Our city is overspending. On Jan. 2, the Ashland City Council and mayor agreed to hire and fund two police officers, which makes four new police hires since the latest budget was adopted this past June. Despite the Ashland Budget Committee voting against funding additional officers with property tax hikes and increased utility charges, the mayor and council decided to pay for one officer with an increase in Ashland property tax and the other three with a $2.50 monthly surcharge on utility bills set to start July 2018.
Lacking any prioritization, vision or strategy the council discussed several short-term funding ideas for the additional police staff, all of which included either increased surcharges, higher taxes or more fees on the citizens of Ashland. Yes, there were two city councilors who said we shouldn't add to utility costs, which is admirable, yet considering the city has been looking into police staffing since 2016, I find it incredible that there were no actionable ideas presented by anyone from the city to self-fund the hires or cut costs to offset these additional expenditures.
The mayor urged the council find a solution for police officer funding because he said the city was facing a $1.7 million general fund deficit. However, the actual figure is a $2.4 million deficit, highlighted on pages 3-6 of the budget, which the council will need to address during this budget cycle. What this means in its simplest form is our city is overspending. Expenditures are outpacing revenues by over $1 million a year.
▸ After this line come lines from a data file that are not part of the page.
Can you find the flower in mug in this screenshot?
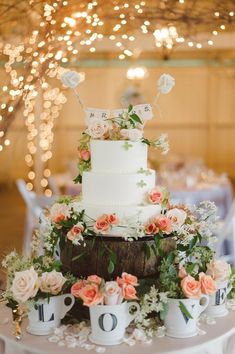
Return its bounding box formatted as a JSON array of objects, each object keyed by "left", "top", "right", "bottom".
[
  {"left": 120, "top": 128, "right": 144, "bottom": 141},
  {"left": 166, "top": 208, "right": 187, "bottom": 226},
  {"left": 94, "top": 214, "right": 110, "bottom": 234},
  {"left": 86, "top": 118, "right": 109, "bottom": 139},
  {"left": 157, "top": 74, "right": 175, "bottom": 94},
  {"left": 71, "top": 279, "right": 87, "bottom": 298},
  {"left": 199, "top": 272, "right": 217, "bottom": 295},
  {"left": 104, "top": 281, "right": 121, "bottom": 305},
  {"left": 206, "top": 259, "right": 231, "bottom": 282},
  {"left": 61, "top": 71, "right": 81, "bottom": 89},
  {"left": 122, "top": 283, "right": 138, "bottom": 300},
  {"left": 67, "top": 222, "right": 84, "bottom": 241},
  {"left": 78, "top": 283, "right": 104, "bottom": 306},
  {"left": 117, "top": 272, "right": 139, "bottom": 286},
  {"left": 11, "top": 267, "right": 39, "bottom": 302},
  {"left": 39, "top": 270, "right": 66, "bottom": 295},
  {"left": 178, "top": 267, "right": 188, "bottom": 279},
  {"left": 154, "top": 215, "right": 172, "bottom": 235},
  {"left": 79, "top": 149, "right": 91, "bottom": 161},
  {"left": 50, "top": 203, "right": 70, "bottom": 223},
  {"left": 108, "top": 214, "right": 119, "bottom": 225},
  {"left": 144, "top": 222, "right": 159, "bottom": 235},
  {"left": 87, "top": 275, "right": 102, "bottom": 285},
  {"left": 181, "top": 275, "right": 201, "bottom": 299}
]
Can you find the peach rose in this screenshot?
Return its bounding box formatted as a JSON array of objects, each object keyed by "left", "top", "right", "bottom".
[
  {"left": 87, "top": 275, "right": 102, "bottom": 285},
  {"left": 117, "top": 272, "right": 139, "bottom": 286},
  {"left": 144, "top": 222, "right": 159, "bottom": 235},
  {"left": 148, "top": 188, "right": 162, "bottom": 204},
  {"left": 50, "top": 203, "right": 70, "bottom": 223},
  {"left": 71, "top": 280, "right": 87, "bottom": 298},
  {"left": 79, "top": 149, "right": 91, "bottom": 161},
  {"left": 94, "top": 214, "right": 110, "bottom": 234},
  {"left": 155, "top": 215, "right": 172, "bottom": 235},
  {"left": 79, "top": 283, "right": 104, "bottom": 306},
  {"left": 122, "top": 284, "right": 138, "bottom": 300},
  {"left": 199, "top": 272, "right": 216, "bottom": 295},
  {"left": 108, "top": 214, "right": 119, "bottom": 225},
  {"left": 206, "top": 259, "right": 231, "bottom": 282},
  {"left": 181, "top": 275, "right": 201, "bottom": 299},
  {"left": 178, "top": 267, "right": 188, "bottom": 279},
  {"left": 11, "top": 267, "right": 39, "bottom": 302},
  {"left": 39, "top": 270, "right": 66, "bottom": 295},
  {"left": 67, "top": 222, "right": 84, "bottom": 241},
  {"left": 166, "top": 208, "right": 187, "bottom": 226}
]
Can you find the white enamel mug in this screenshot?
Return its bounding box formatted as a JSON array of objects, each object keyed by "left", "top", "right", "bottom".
[
  {"left": 89, "top": 301, "right": 140, "bottom": 345},
  {"left": 27, "top": 294, "right": 75, "bottom": 336}
]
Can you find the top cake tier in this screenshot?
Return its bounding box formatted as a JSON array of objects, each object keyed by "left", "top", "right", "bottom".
[{"left": 90, "top": 140, "right": 148, "bottom": 173}]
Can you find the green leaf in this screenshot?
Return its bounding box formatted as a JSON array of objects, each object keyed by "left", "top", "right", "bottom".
[
  {"left": 108, "top": 259, "right": 115, "bottom": 274},
  {"left": 179, "top": 301, "right": 193, "bottom": 319},
  {"left": 128, "top": 104, "right": 133, "bottom": 113}
]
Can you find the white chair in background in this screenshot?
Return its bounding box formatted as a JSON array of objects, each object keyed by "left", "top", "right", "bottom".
[
  {"left": 216, "top": 199, "right": 235, "bottom": 266},
  {"left": 16, "top": 179, "right": 55, "bottom": 254}
]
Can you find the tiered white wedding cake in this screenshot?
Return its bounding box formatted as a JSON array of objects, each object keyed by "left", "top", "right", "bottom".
[{"left": 81, "top": 140, "right": 161, "bottom": 236}]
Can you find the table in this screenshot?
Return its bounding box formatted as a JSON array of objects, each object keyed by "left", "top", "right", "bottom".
[{"left": 0, "top": 305, "right": 235, "bottom": 354}]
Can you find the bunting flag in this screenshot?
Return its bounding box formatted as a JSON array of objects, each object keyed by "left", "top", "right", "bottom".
[{"left": 85, "top": 104, "right": 153, "bottom": 124}]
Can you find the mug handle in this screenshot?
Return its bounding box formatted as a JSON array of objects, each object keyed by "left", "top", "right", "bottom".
[
  {"left": 60, "top": 294, "right": 75, "bottom": 320},
  {"left": 126, "top": 301, "right": 140, "bottom": 326},
  {"left": 199, "top": 294, "right": 209, "bottom": 315}
]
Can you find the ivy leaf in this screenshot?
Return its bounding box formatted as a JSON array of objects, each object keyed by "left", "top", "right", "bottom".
[
  {"left": 131, "top": 113, "right": 143, "bottom": 124},
  {"left": 108, "top": 259, "right": 115, "bottom": 274},
  {"left": 179, "top": 301, "right": 193, "bottom": 319}
]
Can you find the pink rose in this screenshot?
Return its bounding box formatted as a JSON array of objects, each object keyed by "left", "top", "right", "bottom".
[
  {"left": 94, "top": 214, "right": 110, "bottom": 234},
  {"left": 87, "top": 275, "right": 102, "bottom": 285},
  {"left": 108, "top": 214, "right": 119, "bottom": 225},
  {"left": 79, "top": 283, "right": 104, "bottom": 306},
  {"left": 155, "top": 215, "right": 172, "bottom": 235},
  {"left": 144, "top": 222, "right": 159, "bottom": 235},
  {"left": 11, "top": 267, "right": 39, "bottom": 302},
  {"left": 122, "top": 284, "right": 138, "bottom": 300},
  {"left": 117, "top": 272, "right": 139, "bottom": 286},
  {"left": 199, "top": 272, "right": 217, "bottom": 295},
  {"left": 181, "top": 275, "right": 201, "bottom": 299},
  {"left": 79, "top": 149, "right": 91, "bottom": 161},
  {"left": 71, "top": 280, "right": 87, "bottom": 298},
  {"left": 148, "top": 188, "right": 162, "bottom": 204},
  {"left": 39, "top": 270, "right": 66, "bottom": 295},
  {"left": 178, "top": 267, "right": 188, "bottom": 279},
  {"left": 67, "top": 223, "right": 84, "bottom": 241}
]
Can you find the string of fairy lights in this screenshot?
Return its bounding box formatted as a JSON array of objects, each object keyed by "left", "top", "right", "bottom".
[{"left": 0, "top": 0, "right": 235, "bottom": 196}]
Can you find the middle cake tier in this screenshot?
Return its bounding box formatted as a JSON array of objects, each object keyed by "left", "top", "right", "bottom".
[{"left": 82, "top": 169, "right": 155, "bottom": 205}]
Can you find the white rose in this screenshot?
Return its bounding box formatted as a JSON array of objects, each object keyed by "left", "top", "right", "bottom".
[
  {"left": 157, "top": 74, "right": 175, "bottom": 94},
  {"left": 50, "top": 203, "right": 71, "bottom": 222},
  {"left": 120, "top": 128, "right": 143, "bottom": 141},
  {"left": 11, "top": 267, "right": 38, "bottom": 302},
  {"left": 206, "top": 259, "right": 231, "bottom": 282},
  {"left": 104, "top": 281, "right": 121, "bottom": 305},
  {"left": 87, "top": 118, "right": 109, "bottom": 139},
  {"left": 39, "top": 270, "right": 66, "bottom": 295},
  {"left": 166, "top": 208, "right": 187, "bottom": 226},
  {"left": 61, "top": 71, "right": 81, "bottom": 89}
]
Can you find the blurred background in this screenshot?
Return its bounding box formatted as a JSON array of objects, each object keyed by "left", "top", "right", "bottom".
[{"left": 0, "top": 0, "right": 235, "bottom": 253}]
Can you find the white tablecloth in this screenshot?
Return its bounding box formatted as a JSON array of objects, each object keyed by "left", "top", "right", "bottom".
[{"left": 0, "top": 305, "right": 235, "bottom": 354}]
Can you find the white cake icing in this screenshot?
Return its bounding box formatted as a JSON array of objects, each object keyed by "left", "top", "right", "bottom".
[
  {"left": 90, "top": 140, "right": 147, "bottom": 173},
  {"left": 82, "top": 170, "right": 155, "bottom": 206},
  {"left": 81, "top": 140, "right": 161, "bottom": 236}
]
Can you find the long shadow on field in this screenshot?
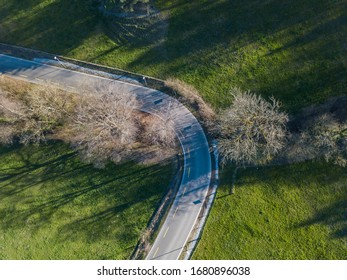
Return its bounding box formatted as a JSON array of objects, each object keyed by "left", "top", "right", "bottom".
[
  {"left": 0, "top": 143, "right": 166, "bottom": 240},
  {"left": 124, "top": 0, "right": 347, "bottom": 110},
  {"left": 0, "top": 0, "right": 98, "bottom": 54},
  {"left": 297, "top": 198, "right": 347, "bottom": 238}
]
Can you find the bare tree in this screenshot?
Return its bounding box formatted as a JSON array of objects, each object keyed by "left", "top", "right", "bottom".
[
  {"left": 298, "top": 114, "right": 347, "bottom": 166},
  {"left": 0, "top": 82, "right": 73, "bottom": 144},
  {"left": 0, "top": 77, "right": 176, "bottom": 167},
  {"left": 217, "top": 89, "right": 288, "bottom": 166},
  {"left": 59, "top": 85, "right": 138, "bottom": 166}
]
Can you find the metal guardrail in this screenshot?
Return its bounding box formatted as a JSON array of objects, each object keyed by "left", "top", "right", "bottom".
[{"left": 0, "top": 43, "right": 171, "bottom": 93}]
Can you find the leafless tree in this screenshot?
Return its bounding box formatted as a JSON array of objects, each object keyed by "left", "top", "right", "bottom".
[
  {"left": 217, "top": 89, "right": 288, "bottom": 166},
  {"left": 0, "top": 85, "right": 72, "bottom": 144},
  {"left": 59, "top": 85, "right": 138, "bottom": 165},
  {"left": 298, "top": 114, "right": 347, "bottom": 166},
  {"left": 0, "top": 77, "right": 176, "bottom": 167}
]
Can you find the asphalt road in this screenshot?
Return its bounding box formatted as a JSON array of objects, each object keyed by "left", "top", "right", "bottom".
[{"left": 0, "top": 54, "right": 211, "bottom": 260}]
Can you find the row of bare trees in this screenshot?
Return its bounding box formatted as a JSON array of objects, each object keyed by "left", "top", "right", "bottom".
[
  {"left": 0, "top": 77, "right": 176, "bottom": 166},
  {"left": 0, "top": 75, "right": 347, "bottom": 166}
]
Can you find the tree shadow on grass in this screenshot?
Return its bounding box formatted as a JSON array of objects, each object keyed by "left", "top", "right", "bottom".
[
  {"left": 0, "top": 0, "right": 98, "bottom": 54},
  {"left": 296, "top": 200, "right": 347, "bottom": 238}
]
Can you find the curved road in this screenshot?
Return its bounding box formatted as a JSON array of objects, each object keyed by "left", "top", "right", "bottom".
[{"left": 0, "top": 54, "right": 211, "bottom": 260}]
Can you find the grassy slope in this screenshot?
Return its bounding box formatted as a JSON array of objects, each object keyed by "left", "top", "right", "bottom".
[
  {"left": 194, "top": 162, "right": 347, "bottom": 259},
  {"left": 0, "top": 144, "right": 171, "bottom": 259},
  {"left": 0, "top": 0, "right": 347, "bottom": 111}
]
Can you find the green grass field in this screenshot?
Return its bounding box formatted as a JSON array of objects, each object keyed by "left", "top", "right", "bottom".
[
  {"left": 193, "top": 162, "right": 347, "bottom": 260},
  {"left": 0, "top": 0, "right": 347, "bottom": 259},
  {"left": 0, "top": 0, "right": 347, "bottom": 112},
  {"left": 0, "top": 143, "right": 172, "bottom": 259}
]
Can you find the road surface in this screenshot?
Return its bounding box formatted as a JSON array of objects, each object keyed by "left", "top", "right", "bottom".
[{"left": 0, "top": 54, "right": 211, "bottom": 260}]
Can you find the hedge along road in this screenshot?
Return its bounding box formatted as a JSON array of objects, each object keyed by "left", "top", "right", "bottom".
[{"left": 0, "top": 54, "right": 211, "bottom": 260}]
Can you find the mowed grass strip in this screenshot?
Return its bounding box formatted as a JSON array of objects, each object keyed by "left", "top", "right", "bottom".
[
  {"left": 193, "top": 162, "right": 347, "bottom": 260},
  {"left": 0, "top": 143, "right": 172, "bottom": 259},
  {"left": 0, "top": 0, "right": 347, "bottom": 112}
]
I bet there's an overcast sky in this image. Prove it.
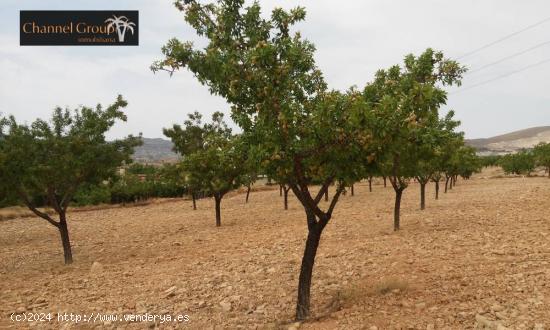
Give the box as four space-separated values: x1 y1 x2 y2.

This can't continue. The Ashland city budget has increased more than 50 percent over the past eight years. Based on what we have seen over the past few budget cycles, it would not be surprising for the mayor and council to vote again for higher fees, surcharges and taxes to fund any new expenditures. What would be refreshing is to see our elected representatives do the hard work of prioritizing spending and self-funding to better reflect the people and projects essential to the future of Ashland.
In June, I was one of several citizen members of the budget committee who called out the city for its unfettered spending and advocated for fiscal constraint. We were politely ignored. We did present to the mayor and council at least six options to consolidate city operations and departments, which would have reduced costs, but these ideas were scoffed at as "crazy" and unacceptable. As a result no substantive cost-cutting measures were considered or adopted.
Ashlanders are generous, socially conscious and proud, and we need our politicians to manage taxpayer funds like they would their own. The 2019 general fund budget is projecting a $5 million deficit and the 2021 budget based on current spending trends will have a $10 million deficit with no spending cuts in sight. Our city is clearly on a dangerous fiscal path.
I have been unrelenting in my efforts to call out the lack of fiscal transparency and wasteful spending in our city. How can our city government justify raising our taxes and adding fees for essential city services because they can't find the necessary funds, yet somehow budget $80,000 for an outside consultant to make conceptual models for a potential $15 million new City Hall Mega Complex we arguably don't need nor can afford? I stand by what I said before, and that is: I have learned that when our City Council members can't make a decision they often revert to studies or consultants and try to offload decision-making responsibility to an outside entity at taxpayer expense. This time it will be $80,000. Things need to change.
If things don't change, Ashland is in store for a real fiscal crisis. We need to become more attentive to what is happening in our city, especially as we approach the mid-term city elections in November. We all must demand that our city government become more fiscally accountable and start prioritizing how our tax dollars are spent or our families and our city will suffer.
— Shaun Moran is a member of the Ashland Citizens' Budget Committee.